Statistical Rankings/Gold Cup Predictions

Discussion in 'CONCACAF' started by NoSix, Jul 5, 2013.

  1. tab5g

    tab5g Member+

    May 17, 2002
    #51 tab5g, Aug 21, 2013
    Last edited: Aug 21, 2013
    You're missing my question.

    You wouldn't be rolling a six-sided die and assigning the 1/3 multiplier to each of the 10/16, the 4/16 and the 2/16 probabilities.

    You'd be rolling a 16-sided die and assigning a 5/8 multiplier to the 10/16 sides, a 1/4 multiplier to the 4/16 sides and a 1/8 multiplier to the 2/16 sides of the die.

    Rolling a 16-sided die means you are going to get sides 1 through 10 at 62.5% of the time (not 1/3 of the time).

    The equation, imo, should be (.625*.625)+(.25*.25)+(.125*.125)=46.875%
     
  2. tab5g

    tab5g Member+

    May 17, 2002
    #52 tab5g, Aug 21, 2013
    Last edited: Aug 21, 2013
    No, with a loaded coin (with pH=0.75 and pT=0.25), I'd choose Heads 75% of the time and choose Tails 25% of the time. (I'd use an 8-sided die and assign sides 1-6 to Heads and assign sides 7-8 to Tails.
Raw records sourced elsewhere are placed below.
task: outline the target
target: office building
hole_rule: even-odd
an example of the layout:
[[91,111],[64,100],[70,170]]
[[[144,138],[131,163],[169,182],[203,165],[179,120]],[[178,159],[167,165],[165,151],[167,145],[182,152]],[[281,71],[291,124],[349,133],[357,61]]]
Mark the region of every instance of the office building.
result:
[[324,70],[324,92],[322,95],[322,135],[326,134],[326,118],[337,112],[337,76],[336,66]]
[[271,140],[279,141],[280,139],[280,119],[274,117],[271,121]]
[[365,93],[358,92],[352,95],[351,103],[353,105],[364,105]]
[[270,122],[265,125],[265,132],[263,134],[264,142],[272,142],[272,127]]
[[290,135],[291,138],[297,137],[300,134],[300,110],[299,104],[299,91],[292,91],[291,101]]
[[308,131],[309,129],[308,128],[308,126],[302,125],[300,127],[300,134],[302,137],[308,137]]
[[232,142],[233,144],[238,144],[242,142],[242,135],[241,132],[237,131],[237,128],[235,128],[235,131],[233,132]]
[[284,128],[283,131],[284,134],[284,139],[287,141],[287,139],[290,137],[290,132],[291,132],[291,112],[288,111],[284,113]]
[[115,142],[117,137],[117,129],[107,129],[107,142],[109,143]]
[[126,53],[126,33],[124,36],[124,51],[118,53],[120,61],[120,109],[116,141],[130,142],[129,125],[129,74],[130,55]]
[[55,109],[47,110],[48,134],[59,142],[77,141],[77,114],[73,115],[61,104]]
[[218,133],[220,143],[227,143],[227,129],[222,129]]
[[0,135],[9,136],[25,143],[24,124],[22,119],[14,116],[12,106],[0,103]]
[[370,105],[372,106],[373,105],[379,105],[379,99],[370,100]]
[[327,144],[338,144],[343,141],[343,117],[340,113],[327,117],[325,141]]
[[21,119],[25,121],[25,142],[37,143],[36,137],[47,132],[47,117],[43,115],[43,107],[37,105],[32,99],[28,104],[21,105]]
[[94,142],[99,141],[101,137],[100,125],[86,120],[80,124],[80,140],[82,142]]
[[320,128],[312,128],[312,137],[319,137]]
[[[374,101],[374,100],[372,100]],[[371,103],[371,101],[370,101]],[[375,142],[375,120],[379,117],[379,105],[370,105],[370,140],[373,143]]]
I'd roll the die prior to each coin toss and then make my call from what the die indicates from each of 10000 rolls ahead of each of the 10000 coin tosses.)

    And my probability of choosing the outcome of the coin toss correctly (or the 10000 coin tosses collectively) would be (.75*.75)+(.25*.25)=62.5%


    (Actually, with a loaded coin, I'd just choose Heads every time, and be right 75% of the time.)

    And with a loaded set of likely soccer results (10/16 for a higher-seeded win, 4/16 for an "upset" and 2/16 for a draw), I'd pick the higher seeded win every time and have a 62.5 percent chance of being right. (And I'd get 11 right out of the 18 group stage matches in the case of the 2013 Gold Cup, no?)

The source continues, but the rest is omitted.